Pour finir en beauté, la présentation d’un tout récent rapport du CGEDD, qui tombe à pic :
"Au premier trimestre 2017, la reprise en cours fin 2015 se poursuit. L’activité dans la promotion immobilière progresse mais est moins dynamique qu’au trimestre précédent : sur un an, les mises en ventes sont en hausse de 3,5 % et les ventes augmentent de 8,1 %, portées par l’investissement locatif et l’accession à la propriété.
Les autorisations de construire progressent également, se traduisant par des mises en chantier en hausse de 23,7 % sur un an.
Dans l’ancien, les transactions sont toujours dynamiques et les prix accélèrent à + 2,9 % sur un an.
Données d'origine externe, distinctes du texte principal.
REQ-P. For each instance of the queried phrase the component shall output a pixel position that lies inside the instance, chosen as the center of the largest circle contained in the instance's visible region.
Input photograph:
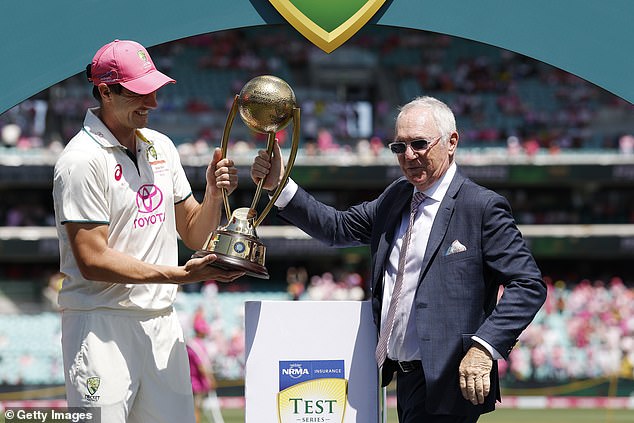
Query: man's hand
(221, 173)
(198, 269)
(270, 168)
(475, 374)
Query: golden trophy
(266, 105)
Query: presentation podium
(311, 362)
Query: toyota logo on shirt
(149, 198)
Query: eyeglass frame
(428, 144)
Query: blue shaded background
(44, 42)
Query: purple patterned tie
(386, 329)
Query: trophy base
(226, 262)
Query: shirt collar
(438, 190)
(98, 131)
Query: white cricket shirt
(95, 181)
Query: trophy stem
(224, 145)
(258, 192)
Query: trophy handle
(270, 143)
(223, 146)
(289, 166)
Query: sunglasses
(399, 147)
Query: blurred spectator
(201, 370)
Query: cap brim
(148, 83)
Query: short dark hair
(116, 88)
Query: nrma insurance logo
(312, 391)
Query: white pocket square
(455, 247)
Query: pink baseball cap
(129, 64)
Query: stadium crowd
(585, 330)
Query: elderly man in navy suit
(441, 247)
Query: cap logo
(144, 59)
(109, 77)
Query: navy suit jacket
(457, 293)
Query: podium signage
(312, 391)
(310, 362)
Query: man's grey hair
(442, 114)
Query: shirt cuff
(287, 194)
(496, 355)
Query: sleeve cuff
(287, 194)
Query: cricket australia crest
(327, 23)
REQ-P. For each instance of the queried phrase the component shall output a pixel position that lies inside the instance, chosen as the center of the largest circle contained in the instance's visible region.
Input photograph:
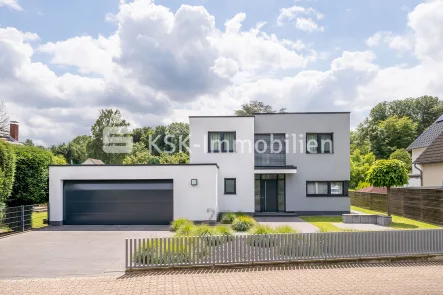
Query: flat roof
(303, 113)
(288, 113)
(229, 116)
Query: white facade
(189, 201)
(208, 198)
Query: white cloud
(395, 42)
(11, 4)
(307, 25)
(292, 14)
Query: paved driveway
(70, 250)
(399, 278)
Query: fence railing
(249, 249)
(22, 218)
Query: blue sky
(159, 67)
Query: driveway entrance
(70, 250)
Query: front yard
(325, 223)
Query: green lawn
(324, 223)
(399, 222)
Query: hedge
(31, 176)
(7, 170)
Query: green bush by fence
(7, 170)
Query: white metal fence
(249, 249)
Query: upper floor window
(319, 143)
(221, 142)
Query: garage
(117, 202)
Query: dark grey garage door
(118, 202)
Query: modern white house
(268, 164)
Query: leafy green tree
(423, 111)
(392, 134)
(388, 173)
(58, 160)
(157, 142)
(360, 165)
(141, 134)
(179, 137)
(404, 156)
(31, 176)
(7, 170)
(107, 118)
(254, 107)
(78, 149)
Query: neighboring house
(427, 157)
(262, 164)
(12, 135)
(90, 161)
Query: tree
(31, 176)
(388, 173)
(4, 118)
(107, 118)
(28, 142)
(392, 134)
(7, 170)
(179, 136)
(78, 149)
(254, 107)
(423, 111)
(360, 165)
(404, 156)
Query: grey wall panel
(117, 202)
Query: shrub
(285, 229)
(260, 229)
(227, 218)
(31, 176)
(186, 229)
(223, 230)
(243, 223)
(204, 230)
(7, 170)
(176, 224)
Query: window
(221, 142)
(230, 186)
(319, 143)
(326, 188)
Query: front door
(269, 195)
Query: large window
(319, 143)
(230, 186)
(221, 142)
(270, 150)
(326, 188)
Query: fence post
(23, 217)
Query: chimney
(13, 129)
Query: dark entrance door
(269, 195)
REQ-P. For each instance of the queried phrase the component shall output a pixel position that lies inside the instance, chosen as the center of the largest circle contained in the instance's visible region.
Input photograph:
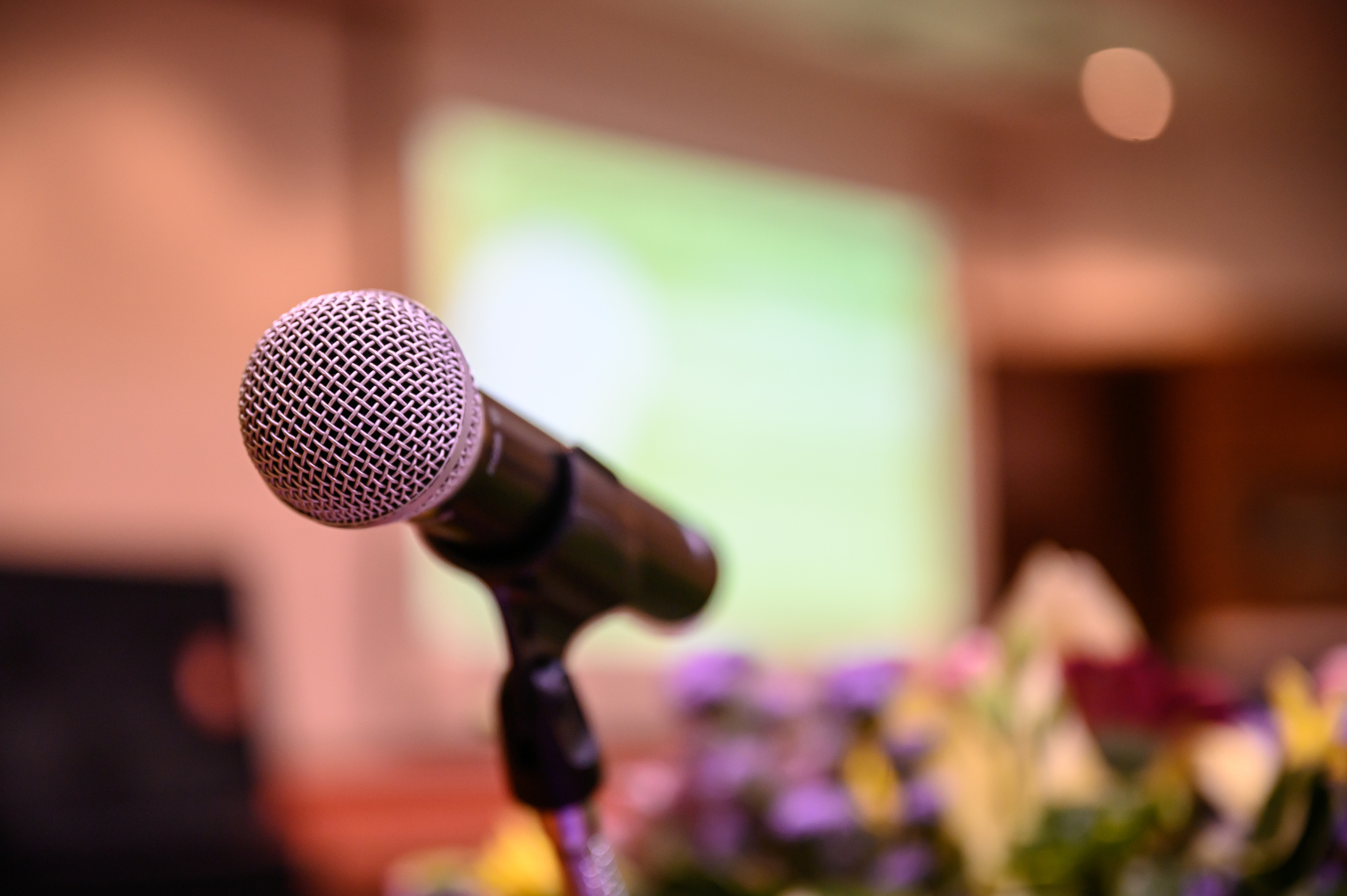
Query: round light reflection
(1127, 93)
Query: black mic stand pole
(551, 756)
(571, 544)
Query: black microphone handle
(535, 507)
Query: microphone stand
(551, 756)
(570, 544)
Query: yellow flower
(519, 860)
(989, 793)
(1304, 725)
(433, 871)
(875, 786)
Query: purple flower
(922, 803)
(865, 686)
(721, 832)
(1329, 878)
(781, 695)
(901, 868)
(726, 767)
(810, 810)
(708, 681)
(1206, 884)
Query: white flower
(1072, 768)
(1066, 603)
(1235, 768)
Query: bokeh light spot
(1127, 93)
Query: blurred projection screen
(774, 357)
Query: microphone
(359, 409)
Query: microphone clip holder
(547, 588)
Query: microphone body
(534, 507)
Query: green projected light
(775, 359)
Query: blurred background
(882, 294)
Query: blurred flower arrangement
(1051, 753)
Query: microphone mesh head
(359, 409)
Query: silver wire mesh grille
(359, 409)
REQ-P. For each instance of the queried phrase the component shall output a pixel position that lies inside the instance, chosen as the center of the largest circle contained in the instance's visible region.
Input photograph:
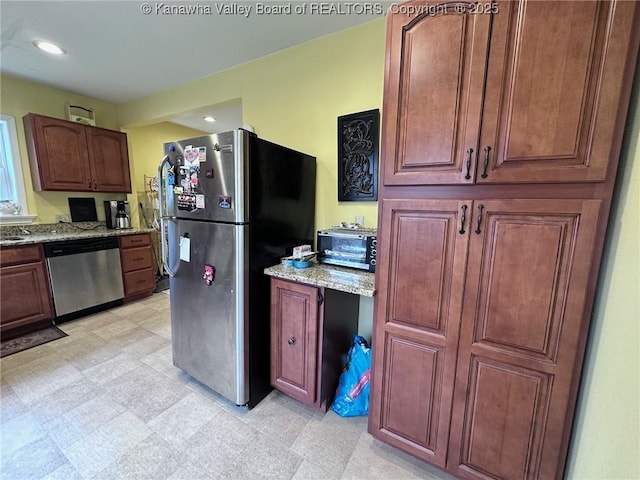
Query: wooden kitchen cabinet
(542, 115)
(525, 294)
(420, 290)
(69, 156)
(311, 331)
(136, 258)
(25, 297)
(485, 292)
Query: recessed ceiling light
(49, 47)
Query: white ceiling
(116, 53)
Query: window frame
(19, 180)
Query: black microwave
(348, 247)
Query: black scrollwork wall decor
(358, 156)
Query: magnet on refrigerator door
(185, 248)
(209, 274)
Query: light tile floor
(106, 402)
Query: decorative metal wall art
(358, 156)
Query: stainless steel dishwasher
(84, 273)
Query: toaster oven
(355, 248)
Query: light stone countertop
(11, 236)
(348, 280)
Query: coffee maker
(117, 214)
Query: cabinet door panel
(294, 339)
(109, 160)
(509, 400)
(433, 93)
(25, 296)
(420, 279)
(550, 89)
(523, 313)
(61, 153)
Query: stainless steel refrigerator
(232, 204)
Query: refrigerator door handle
(161, 195)
(165, 252)
(163, 225)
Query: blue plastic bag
(352, 395)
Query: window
(13, 200)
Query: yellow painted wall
(294, 97)
(606, 436)
(19, 97)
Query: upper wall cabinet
(69, 156)
(504, 92)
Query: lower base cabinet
(311, 332)
(25, 297)
(136, 257)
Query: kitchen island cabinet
(25, 297)
(72, 157)
(312, 328)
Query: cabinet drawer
(132, 241)
(136, 259)
(22, 254)
(139, 281)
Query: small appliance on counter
(117, 214)
(348, 245)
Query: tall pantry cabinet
(501, 134)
Le volume des crédits nouveaux contractés au premier trimestre poursuit sa hausse sous l’effet de l’augmentation des renégociations pour atteindre 100 milliards d’euros au premier trimestre.
Parallèlement, les taux d’intérêt se stabilisent, dans le contexte de la remontée sensible des taux des OAT. L’activité des entreprises du bâtiment s’améliore, de même que leurs perspectives, mais elles restent à un niveau inférieur à leur moyenne de longue période.
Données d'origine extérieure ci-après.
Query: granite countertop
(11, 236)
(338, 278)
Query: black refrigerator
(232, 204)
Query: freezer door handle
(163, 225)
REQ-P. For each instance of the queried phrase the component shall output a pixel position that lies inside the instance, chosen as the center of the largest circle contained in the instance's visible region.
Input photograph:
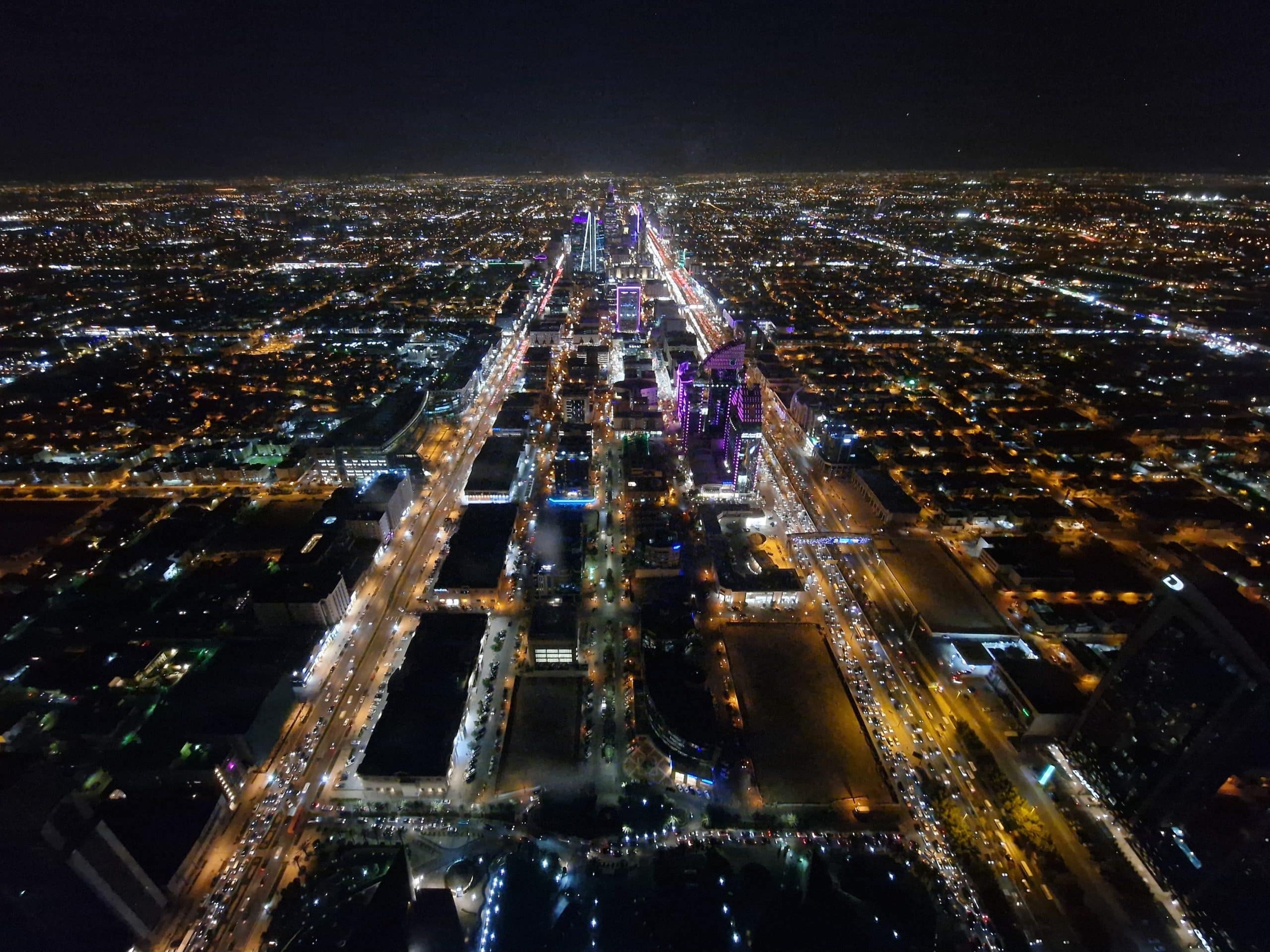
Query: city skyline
(175, 92)
(635, 563)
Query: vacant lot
(802, 730)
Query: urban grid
(840, 562)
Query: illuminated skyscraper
(586, 243)
(629, 303)
(743, 436)
(1175, 740)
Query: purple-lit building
(743, 436)
(702, 394)
(631, 299)
(720, 421)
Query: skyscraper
(1176, 742)
(743, 436)
(629, 303)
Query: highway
(878, 691)
(226, 904)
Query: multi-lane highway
(226, 904)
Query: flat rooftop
(544, 737)
(478, 548)
(802, 730)
(426, 698)
(949, 602)
(495, 467)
Du côté de la promotion immobilière, les perspectives sont au-dessus de leur moyenne de long terme quel que soit l’horizon d’activité considéré."
Lire aussi :
– Quand le Grand Paris impacte les canalisation d’eau
http://www.batiactu.com/edito/projets-grand-paris-impliquent-devoiement-canalisations-50163.php
Bati Actu, 28 août 2017
commentaires
de retour ce même samedi pluvieux d’une manifestation vitriote au lieu-dit Gare au Théâtre au sujet du "Gros Paris", nous avons partagé avec les cultureux du MétroPop le constat suivant : Grand Paris est une hydre monstrueuse car sans tête. les habitants ne sont absolument pas associés à tous ces grands projets économiques et spéculatifs ! si vous souhaitez interpeler les "responsables" et certainement coupables de cette opération : où vous adressez ?
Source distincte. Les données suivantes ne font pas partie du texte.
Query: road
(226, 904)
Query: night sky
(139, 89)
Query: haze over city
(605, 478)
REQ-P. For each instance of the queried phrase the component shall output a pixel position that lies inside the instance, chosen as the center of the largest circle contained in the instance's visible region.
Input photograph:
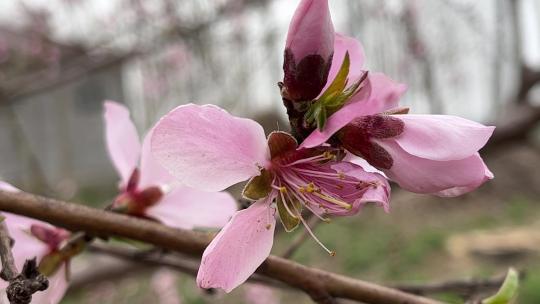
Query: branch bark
(102, 223)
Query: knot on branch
(29, 281)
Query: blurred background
(60, 59)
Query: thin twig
(21, 285)
(9, 270)
(77, 217)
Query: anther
(311, 188)
(333, 200)
(328, 155)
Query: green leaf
(259, 186)
(50, 263)
(340, 82)
(321, 118)
(508, 291)
(335, 96)
(289, 221)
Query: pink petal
(188, 208)
(207, 148)
(311, 30)
(152, 173)
(122, 139)
(422, 175)
(260, 294)
(379, 193)
(442, 137)
(384, 95)
(7, 187)
(58, 286)
(349, 157)
(25, 245)
(343, 44)
(239, 249)
(457, 191)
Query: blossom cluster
(349, 139)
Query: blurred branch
(9, 270)
(21, 285)
(518, 122)
(321, 285)
(464, 288)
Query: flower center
(307, 176)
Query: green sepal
(335, 96)
(50, 263)
(508, 291)
(259, 186)
(289, 221)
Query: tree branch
(102, 223)
(21, 285)
(9, 270)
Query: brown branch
(9, 270)
(465, 288)
(98, 222)
(21, 285)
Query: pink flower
(148, 191)
(206, 147)
(435, 154)
(308, 51)
(36, 239)
(260, 294)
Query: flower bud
(308, 51)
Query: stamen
(329, 155)
(310, 188)
(333, 200)
(286, 205)
(306, 160)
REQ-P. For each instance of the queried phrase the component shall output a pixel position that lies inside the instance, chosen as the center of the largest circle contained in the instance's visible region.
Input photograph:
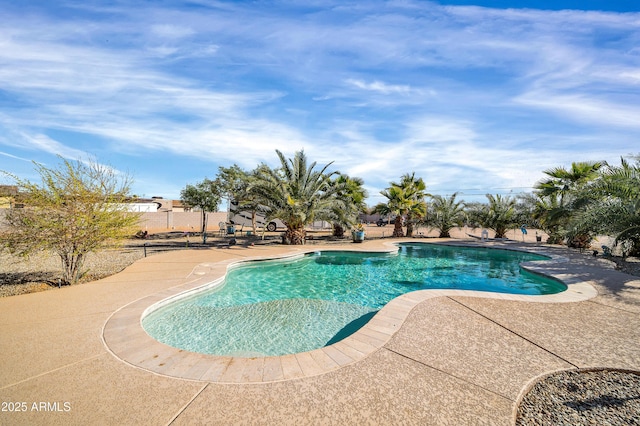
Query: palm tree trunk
(397, 227)
(294, 236)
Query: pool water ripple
(281, 307)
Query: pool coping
(124, 337)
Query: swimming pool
(278, 307)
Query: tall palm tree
(295, 193)
(415, 188)
(499, 215)
(562, 181)
(406, 199)
(564, 192)
(614, 206)
(446, 214)
(350, 195)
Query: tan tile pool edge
(124, 337)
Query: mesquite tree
(78, 208)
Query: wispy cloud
(458, 94)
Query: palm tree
(614, 206)
(350, 195)
(564, 194)
(562, 181)
(445, 214)
(499, 215)
(416, 189)
(295, 193)
(406, 199)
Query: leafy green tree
(445, 213)
(205, 196)
(235, 184)
(296, 193)
(78, 208)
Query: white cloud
(380, 87)
(457, 94)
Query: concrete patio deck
(451, 358)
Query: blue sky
(473, 96)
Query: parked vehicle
(243, 218)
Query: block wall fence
(171, 221)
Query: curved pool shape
(278, 307)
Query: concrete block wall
(180, 221)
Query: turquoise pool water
(280, 307)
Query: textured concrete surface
(71, 356)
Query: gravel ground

j’ai personnellement rédigé un message sur un des nombreux sites-catalogues du Grand Paris Express pour connaître l’emplacement de la zone humide à créer dans le Val-de-Marne en "compensation" comme annoncé mais personne n’a répondu depuis 6 mois ; inquiétant non ? où sont les pilotes ?
une chose est certaine : ils ne souhaitent pas voir arriver l’intrusion citoyenne dans leurs grosses affaires.
L’annonce de solutions alternatives sert surtout à faire adhérer les naïfs :
d’abord, lorsqu’on a bien densifiée et rendue hermétique à tous points de vue, physiques comme sociaux, une zone donnée, les phénomènes naturels sont portion congrue, comme le vivent les habitants d’un espace nord-américain où s’élargissent chaque année les problèmes, ponctuels et durables. Mais cela s’est déjà manifesté, et de plus en plus régulièrement sous diverses formes, dans l’Ouest, le Nord-Est, le Centre et le Sud de l’Hexagone ;
de second, un ‘aménagement’ prétexte à l’occupation irréfléchie de l’espace prépare d’extravagantes concentricités de populations favorisant quelques points spatiaux ciblés et contrepieds d’une politique d’ensemble,
ensuite, leurs habitants se heurteront pèle-mêle à des soucis de circulation et d’approvisionnements de toutes espèces dont les bouchons ou les ruptures actuels ne sont que les pâles prémisses.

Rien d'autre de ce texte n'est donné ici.